Decided on April 8, 2005
APPELLATE TERM OF THE SUPREME COURT, FIRST DEPARTMENT
PRESENT:
HON. LUCINDO SUAREZ, P.J.
HON. WILLIAM P. McCOOE
HON. MARTIN SCHOENFELD, Justices.
570503/04

Mary C. McFadden, Plaintiff-Respondent,

against

Isseks Bros. Inc., Defendant-Appellant.

Defendant appeals from a judgment of the Small Claims Part of the Civil Court, New York County, entered on or about December 30, 2003 after a nonjury trial (Debra Rose Samuels, J.) in favor of plaintiff, and awarding her damages in the principal sum of $2,625.


PER CURIAM:

Judgment entered on or about December 30, 2003 (Debra Rose Samuels, J.) affirmed, without costs.

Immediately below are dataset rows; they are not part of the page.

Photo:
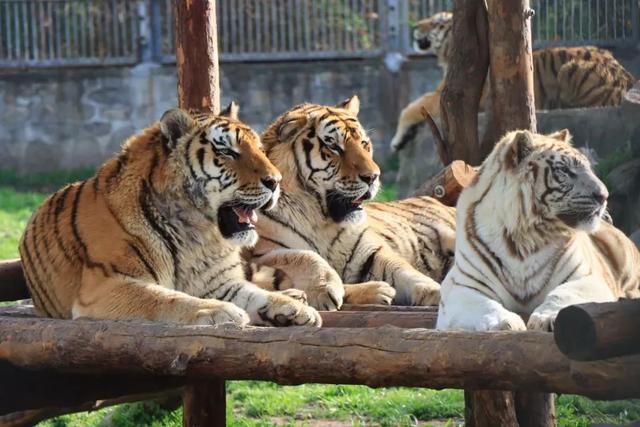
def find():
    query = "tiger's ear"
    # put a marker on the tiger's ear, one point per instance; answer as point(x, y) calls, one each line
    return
point(352, 105)
point(562, 135)
point(174, 124)
point(520, 147)
point(231, 111)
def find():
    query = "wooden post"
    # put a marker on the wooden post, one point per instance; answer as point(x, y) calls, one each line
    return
point(510, 71)
point(465, 81)
point(199, 89)
point(197, 55)
point(512, 107)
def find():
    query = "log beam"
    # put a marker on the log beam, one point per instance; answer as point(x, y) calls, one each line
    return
point(377, 357)
point(598, 330)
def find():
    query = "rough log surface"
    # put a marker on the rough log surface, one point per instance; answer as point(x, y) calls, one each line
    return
point(375, 356)
point(464, 81)
point(363, 319)
point(598, 330)
point(13, 287)
point(448, 184)
point(510, 71)
point(197, 55)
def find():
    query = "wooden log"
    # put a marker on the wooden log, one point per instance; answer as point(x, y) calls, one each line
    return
point(464, 81)
point(396, 308)
point(204, 404)
point(448, 184)
point(13, 287)
point(364, 319)
point(598, 330)
point(197, 55)
point(376, 357)
point(510, 71)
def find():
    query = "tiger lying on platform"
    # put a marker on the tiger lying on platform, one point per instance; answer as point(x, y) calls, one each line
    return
point(531, 240)
point(563, 77)
point(156, 234)
point(321, 235)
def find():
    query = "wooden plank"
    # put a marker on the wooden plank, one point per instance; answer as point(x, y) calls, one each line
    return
point(598, 330)
point(372, 319)
point(379, 357)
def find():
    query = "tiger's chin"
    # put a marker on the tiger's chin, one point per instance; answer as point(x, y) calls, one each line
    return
point(588, 222)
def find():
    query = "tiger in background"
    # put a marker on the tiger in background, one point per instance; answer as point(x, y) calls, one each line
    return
point(323, 239)
point(563, 77)
point(531, 240)
point(157, 233)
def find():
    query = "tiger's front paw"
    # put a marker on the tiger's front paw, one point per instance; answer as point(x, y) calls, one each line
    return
point(218, 313)
point(369, 293)
point(542, 321)
point(326, 296)
point(508, 321)
point(425, 293)
point(281, 310)
point(296, 294)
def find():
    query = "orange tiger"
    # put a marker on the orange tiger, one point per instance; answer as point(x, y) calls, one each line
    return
point(156, 234)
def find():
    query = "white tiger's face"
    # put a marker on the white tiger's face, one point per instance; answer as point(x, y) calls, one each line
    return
point(333, 159)
point(227, 173)
point(563, 185)
point(430, 33)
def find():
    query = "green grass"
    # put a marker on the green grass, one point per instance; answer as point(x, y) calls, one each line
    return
point(253, 403)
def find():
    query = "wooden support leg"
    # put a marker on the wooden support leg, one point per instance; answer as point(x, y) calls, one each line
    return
point(535, 409)
point(204, 404)
point(489, 408)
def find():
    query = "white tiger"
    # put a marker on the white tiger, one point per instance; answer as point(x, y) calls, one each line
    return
point(530, 240)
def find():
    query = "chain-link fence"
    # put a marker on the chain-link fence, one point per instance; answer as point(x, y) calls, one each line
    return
point(45, 33)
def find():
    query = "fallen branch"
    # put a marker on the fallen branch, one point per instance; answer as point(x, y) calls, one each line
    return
point(598, 330)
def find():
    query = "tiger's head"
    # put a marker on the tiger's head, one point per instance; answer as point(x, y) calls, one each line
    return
point(225, 173)
point(325, 152)
point(555, 179)
point(430, 33)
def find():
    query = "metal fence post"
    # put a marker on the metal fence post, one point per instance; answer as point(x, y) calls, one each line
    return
point(635, 21)
point(144, 48)
point(155, 31)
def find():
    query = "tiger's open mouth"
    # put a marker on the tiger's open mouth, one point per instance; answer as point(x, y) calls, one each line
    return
point(341, 206)
point(236, 218)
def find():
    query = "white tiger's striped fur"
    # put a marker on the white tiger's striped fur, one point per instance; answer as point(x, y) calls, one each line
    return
point(530, 240)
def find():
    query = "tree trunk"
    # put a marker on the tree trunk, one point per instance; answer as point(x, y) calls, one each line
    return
point(198, 88)
point(197, 55)
point(465, 81)
point(598, 330)
point(378, 357)
point(510, 71)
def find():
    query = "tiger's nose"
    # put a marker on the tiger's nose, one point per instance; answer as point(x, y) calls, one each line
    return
point(600, 196)
point(369, 178)
point(271, 182)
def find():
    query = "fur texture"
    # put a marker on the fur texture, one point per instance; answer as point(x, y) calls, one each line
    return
point(321, 235)
point(144, 237)
point(531, 240)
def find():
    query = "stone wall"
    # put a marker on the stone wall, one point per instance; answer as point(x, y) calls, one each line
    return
point(73, 118)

The defendant's lone appellate argument that the small claims action is preempted by federal law governing employment benefits (see Employee Retirement Income Security Act of 1974 [29 USC § 1001 et seq]) was not raised during the trial proceedings, and thus is not properly before us (cf. Adsit v Quantum Chem. Corp, 199 AD2d 899, 900 [1993]). In any event, defendant's preemption claim is without merit, since the action stems from a salary dispute and "the existence of the pension plan [was not] a critical factor in establishing the extent of defendant's liability" (id.; see also Oxford Health Plans v BetterCare Health Care Pain Mgt. & Rehab., 305 AD2d 223, 224 [2003]; Brookhaven Anesthesia Assocs. v Flaherty, 2004 NY Slip [*2]Op 51035[U]).
This constitutes the decision and order of the Court.